Toward better ways of measuring school climate

The limitations of the existing school climate surveys should come as no surprise, given how new most of these tools are.

Twenty years ago, with the passage of the No Child Left Behind Act (NCLB), a “good school” came to be defined mainly by its performance on accountability metrics, especially the scores its students received on standardized reading and math tests. Ever since then, critics have decried this narrow focus on academic achievement (in just a couple of subjects, no less), arguing that a school shouldn’t be deemed successful unless it also helps young people become healthy and well-rounded individuals, active citizens, and responsible members of the community. Moreover, a fast-growing body of research has shown that focusing on social-emotional learning, civic education, and other goals doesn’t take anything away from academic learning. To the contrary, when educators create a school climate in which students feel safe, supported, and connected to their classmates and teachers, those students become more likely to succeed academically (Melnick, Cook-Harvey, & Darling-Hammond, 2017; National Commission on Social, Emotional, and Academic Development, 2019).

Informed by such criticism, the Every Student Succeeds Act (ESSA), which replaced NCLB in 2015, requires states to use a somewhat more expansive definition of school quality (Buckley et al., 2017; Temkin & Harper, 2017). Under ESSA, states must hold schools accountable for students’ proficiency in reading and math, their English language proficiency, the amount of progress they make in those areas, and (in the case of high schools) their graduation rates. But states must also hold schools accountable for their performance on at least one School Quality/Student Success Indicator (SQSS) — a “fifth indicator” of the state’s choosing that shows how schools have performed in another “nonacademic” area. For example, the SQSS could focus on the extent to which schools improve student attendance, engage students in learning, provide a safe and supportive learning environment, or pursue some other goal, as long as the indicator is consistent and measurable, allowing the state to compare schools’ performance and track their progress over time.

Currently, there exist no standardized measures with which to assess school quality in these broader ways.

Herein lies the problem: Currently, there exist no standardized measures with which to assess school quality in these broader ways. This has created a real conundrum for states, which have struggled to identify nonacademic measures that are reliable and valid (meaning that they actually measure what they claim to measure).

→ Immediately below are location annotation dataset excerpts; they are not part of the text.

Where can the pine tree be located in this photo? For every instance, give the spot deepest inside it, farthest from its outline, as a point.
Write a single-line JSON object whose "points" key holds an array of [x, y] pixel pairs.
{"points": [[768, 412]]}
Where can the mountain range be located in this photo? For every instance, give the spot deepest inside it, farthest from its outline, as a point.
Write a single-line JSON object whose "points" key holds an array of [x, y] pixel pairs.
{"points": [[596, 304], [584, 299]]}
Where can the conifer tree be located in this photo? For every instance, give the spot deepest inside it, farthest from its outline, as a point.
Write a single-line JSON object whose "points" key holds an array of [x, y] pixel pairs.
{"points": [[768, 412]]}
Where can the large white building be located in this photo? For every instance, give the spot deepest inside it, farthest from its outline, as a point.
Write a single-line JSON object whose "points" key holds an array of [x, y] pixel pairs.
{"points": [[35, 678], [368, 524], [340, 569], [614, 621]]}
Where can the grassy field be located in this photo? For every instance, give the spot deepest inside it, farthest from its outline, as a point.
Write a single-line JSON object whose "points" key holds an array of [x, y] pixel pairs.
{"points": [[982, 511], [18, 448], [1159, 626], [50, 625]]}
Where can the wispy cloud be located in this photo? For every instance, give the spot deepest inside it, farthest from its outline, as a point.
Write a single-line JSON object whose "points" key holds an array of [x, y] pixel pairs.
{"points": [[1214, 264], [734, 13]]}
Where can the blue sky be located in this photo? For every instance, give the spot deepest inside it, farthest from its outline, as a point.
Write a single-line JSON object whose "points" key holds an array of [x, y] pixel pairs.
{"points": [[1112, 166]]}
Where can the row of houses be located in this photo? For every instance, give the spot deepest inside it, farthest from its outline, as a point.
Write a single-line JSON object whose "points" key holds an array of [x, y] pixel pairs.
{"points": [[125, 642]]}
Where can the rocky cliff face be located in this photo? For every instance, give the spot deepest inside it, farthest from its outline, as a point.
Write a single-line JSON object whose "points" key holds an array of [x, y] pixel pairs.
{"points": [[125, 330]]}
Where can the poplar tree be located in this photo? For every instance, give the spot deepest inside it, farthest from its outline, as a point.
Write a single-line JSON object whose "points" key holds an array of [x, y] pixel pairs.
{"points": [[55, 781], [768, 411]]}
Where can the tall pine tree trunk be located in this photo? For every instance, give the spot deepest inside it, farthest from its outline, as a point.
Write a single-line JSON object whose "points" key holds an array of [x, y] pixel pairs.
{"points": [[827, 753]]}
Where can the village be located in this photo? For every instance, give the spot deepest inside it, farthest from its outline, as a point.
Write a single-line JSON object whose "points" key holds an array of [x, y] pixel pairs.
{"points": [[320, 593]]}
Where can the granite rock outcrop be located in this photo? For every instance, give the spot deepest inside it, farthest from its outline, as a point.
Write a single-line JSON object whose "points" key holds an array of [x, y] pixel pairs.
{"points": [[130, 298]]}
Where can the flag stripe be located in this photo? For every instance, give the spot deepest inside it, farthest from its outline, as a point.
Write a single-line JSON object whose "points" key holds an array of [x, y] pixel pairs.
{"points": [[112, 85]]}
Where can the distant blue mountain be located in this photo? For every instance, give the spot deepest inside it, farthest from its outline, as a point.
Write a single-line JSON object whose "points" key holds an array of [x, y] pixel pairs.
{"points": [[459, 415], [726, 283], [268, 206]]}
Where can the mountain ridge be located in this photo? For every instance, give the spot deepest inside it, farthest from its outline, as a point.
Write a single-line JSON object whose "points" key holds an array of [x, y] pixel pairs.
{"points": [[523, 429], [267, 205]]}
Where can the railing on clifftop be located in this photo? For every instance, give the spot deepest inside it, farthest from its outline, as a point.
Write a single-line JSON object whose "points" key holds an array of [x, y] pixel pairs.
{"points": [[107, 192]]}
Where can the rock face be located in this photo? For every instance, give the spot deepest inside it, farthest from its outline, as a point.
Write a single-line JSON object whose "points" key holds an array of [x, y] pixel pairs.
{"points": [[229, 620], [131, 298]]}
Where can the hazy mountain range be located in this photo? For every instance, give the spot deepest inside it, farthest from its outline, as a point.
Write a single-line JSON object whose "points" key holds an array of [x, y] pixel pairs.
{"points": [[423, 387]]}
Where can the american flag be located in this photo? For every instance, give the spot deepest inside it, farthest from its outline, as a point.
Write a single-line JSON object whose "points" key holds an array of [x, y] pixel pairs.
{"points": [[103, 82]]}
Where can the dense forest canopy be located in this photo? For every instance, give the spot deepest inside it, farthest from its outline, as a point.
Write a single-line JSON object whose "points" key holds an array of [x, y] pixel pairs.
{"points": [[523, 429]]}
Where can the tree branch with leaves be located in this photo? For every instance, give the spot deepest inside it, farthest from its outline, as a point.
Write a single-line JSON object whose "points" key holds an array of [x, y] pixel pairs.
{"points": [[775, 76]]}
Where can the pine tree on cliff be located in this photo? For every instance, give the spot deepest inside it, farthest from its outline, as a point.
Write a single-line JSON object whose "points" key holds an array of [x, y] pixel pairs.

When states submitted their initial ESSA plans to the U.S. Department of Education for approval in 2017, six of them included a school climate measure as part of their SQSS — that is, they planned to use a tool, such as a survey, that would show how supportive, safe, and engaging the school environment is for students (Temkin & Harper, 2017). An additional six states indicated they were still exploring such measures but did not commit to using them. And others discussed school climate surveys in other sections of their plans. We saw that as a promising sign of state and local policy makers’ growing recognition of just how important it is to ensure that our public schools don’t just focus on a narrow set of academic goals but enable children to flourish in all sorts of ways.

By 2019, eight states (Idaho, Illinois, Iowa, Maryland, Montana, New Mexico, North Dakota, and South Carolina) planned to include a measure of school climate in their SQSS (Jordan & Hamilton, 2020; Temkin & Harper, 2017), and five other states (California, Delaware, Georgia, Massachusetts, and Nevada) said they planned to measure school climate, but not for accountability purposes (Jordan & Hamilton, 2020). Most states instead chose indicators, such as a school’s rate of chronic absenteeism among students, that are associated with the quality of the school’s climate but do not measure the climate itself (Temkin & Harper, 2017).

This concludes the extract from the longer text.